In 1869, after passing the state bar examination, Bradwell applied to the Illinois Supreme Court for Admission to the Bar. The court rejected her application on the ground that as a married woman she "would be bound neither by her express contracts nor by those implied contracts which it is the policy of the law to create between attorney and client." She reapplied, but the court rejected her again, this time because she was a woman, regardless of her marital status. The court said that if it were to admit women to the bar, it would be exercising its authority in a manner "never contemplated" by the state legislature when it granted that authority (In re Bradwell, 55 Ill. 535 ). She appealed to the U.S. Supreme Court, which upheld the Illinois decision, saying that it could not interfere with each state's right to regulate the granting of licenses within its borders (Bradwell v. People, 16 Wall [83 U.S.] 130, 21 L. Ed. 442 ).
In 1882, however, the Illinois legislature passed a law guaranteeing all persons, regardless of sex, the right to select a profession as they wished. Although Bradwell never reapplied for admission to the bar, the Illinois Supreme Court informed her that her original application had been accepted. As a result, she became the first woman member of the Illinois State Bar Association; she was also the first woman member of the Illinois Press Association. On March 28, 1892, she was admitted to practice before the U.S. Supreme Court.

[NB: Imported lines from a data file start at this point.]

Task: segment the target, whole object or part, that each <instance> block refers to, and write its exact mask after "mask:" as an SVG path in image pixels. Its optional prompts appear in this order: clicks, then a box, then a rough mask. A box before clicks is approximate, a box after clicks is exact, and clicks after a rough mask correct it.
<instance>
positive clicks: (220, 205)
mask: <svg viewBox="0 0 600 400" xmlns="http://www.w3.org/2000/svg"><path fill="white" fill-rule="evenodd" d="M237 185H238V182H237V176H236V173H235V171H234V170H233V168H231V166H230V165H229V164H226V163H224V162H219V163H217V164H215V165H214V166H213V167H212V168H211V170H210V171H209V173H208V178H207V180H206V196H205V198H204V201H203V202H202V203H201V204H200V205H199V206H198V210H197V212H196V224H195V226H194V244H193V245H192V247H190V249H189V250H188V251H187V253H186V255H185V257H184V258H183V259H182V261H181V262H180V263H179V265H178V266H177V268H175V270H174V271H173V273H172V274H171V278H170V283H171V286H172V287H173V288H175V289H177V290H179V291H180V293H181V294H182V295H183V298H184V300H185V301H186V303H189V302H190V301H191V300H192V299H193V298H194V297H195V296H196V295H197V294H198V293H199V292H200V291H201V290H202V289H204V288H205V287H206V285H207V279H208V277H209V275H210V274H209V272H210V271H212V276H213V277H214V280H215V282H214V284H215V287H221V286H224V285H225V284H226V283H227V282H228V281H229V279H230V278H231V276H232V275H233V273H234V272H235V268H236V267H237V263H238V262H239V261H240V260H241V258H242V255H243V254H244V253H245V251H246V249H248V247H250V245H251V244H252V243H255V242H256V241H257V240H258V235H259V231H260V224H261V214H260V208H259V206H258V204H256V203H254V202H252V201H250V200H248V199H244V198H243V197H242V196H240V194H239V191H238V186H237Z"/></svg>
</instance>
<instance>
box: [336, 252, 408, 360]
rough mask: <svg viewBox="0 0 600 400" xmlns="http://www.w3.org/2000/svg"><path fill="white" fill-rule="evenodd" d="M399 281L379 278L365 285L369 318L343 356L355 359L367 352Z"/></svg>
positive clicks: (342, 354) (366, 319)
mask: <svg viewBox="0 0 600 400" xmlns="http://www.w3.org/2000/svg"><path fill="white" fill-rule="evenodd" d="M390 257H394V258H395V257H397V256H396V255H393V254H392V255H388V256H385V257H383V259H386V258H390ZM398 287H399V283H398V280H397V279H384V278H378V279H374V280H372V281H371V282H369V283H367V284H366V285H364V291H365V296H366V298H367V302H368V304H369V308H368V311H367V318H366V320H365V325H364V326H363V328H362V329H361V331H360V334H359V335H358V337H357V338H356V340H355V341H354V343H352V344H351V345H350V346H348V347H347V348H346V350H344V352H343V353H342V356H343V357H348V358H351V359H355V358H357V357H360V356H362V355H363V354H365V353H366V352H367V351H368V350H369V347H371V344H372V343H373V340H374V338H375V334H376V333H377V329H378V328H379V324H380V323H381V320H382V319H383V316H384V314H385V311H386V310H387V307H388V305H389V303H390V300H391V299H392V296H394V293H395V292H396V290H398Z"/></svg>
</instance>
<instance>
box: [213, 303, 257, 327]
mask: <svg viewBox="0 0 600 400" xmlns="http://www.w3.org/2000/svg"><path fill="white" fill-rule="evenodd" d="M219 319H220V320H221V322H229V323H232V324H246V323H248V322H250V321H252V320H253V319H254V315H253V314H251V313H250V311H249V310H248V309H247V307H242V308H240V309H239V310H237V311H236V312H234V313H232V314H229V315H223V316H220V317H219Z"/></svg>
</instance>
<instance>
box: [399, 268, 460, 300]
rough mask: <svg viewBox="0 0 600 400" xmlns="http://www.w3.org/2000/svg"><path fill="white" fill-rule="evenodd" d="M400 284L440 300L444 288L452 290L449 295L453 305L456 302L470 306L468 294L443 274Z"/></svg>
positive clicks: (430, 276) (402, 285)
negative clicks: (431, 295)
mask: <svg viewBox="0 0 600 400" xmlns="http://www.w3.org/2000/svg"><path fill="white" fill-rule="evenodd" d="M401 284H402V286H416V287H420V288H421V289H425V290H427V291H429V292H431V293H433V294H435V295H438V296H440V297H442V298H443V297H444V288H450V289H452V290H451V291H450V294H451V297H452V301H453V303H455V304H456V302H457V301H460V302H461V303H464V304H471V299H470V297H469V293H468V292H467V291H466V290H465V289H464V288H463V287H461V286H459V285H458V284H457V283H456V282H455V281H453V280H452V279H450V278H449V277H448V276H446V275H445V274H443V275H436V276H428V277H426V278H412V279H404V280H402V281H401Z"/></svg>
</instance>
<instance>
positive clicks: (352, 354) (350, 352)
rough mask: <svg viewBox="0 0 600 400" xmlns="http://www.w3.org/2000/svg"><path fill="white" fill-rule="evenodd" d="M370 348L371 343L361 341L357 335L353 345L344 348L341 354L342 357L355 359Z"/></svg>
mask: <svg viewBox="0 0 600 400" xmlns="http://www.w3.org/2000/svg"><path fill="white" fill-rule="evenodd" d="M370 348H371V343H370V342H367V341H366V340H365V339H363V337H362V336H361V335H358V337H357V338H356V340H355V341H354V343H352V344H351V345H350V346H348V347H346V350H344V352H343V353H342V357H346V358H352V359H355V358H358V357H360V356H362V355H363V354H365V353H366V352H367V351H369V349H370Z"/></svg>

In addition to her efforts to win admission to the bar, Bradwell played a role in the broader women's rights movement. She was active in the Illinois Woman Suffrage Association and helped form the American Woman Suffrage Association. She was also influential in the passage of laws by the Illinois legislature that gave married women the right to keep wages they earned and protected the rights of widows.
During the latter years of her life, Bradwell was one of a number of Chicago citizens who worked to secure the World's Fair for their city. When the fair was held in 1893 she chaired the committee on law reform of its auxiliary congress.
"One thing we claim—that woman has the right to think and act as an individual—believing if the great father had intended it to be otherwise, he would have placed eve in a cage and given adam the key."
Bradwell died February 14, 1894, in Chicago, Illinois.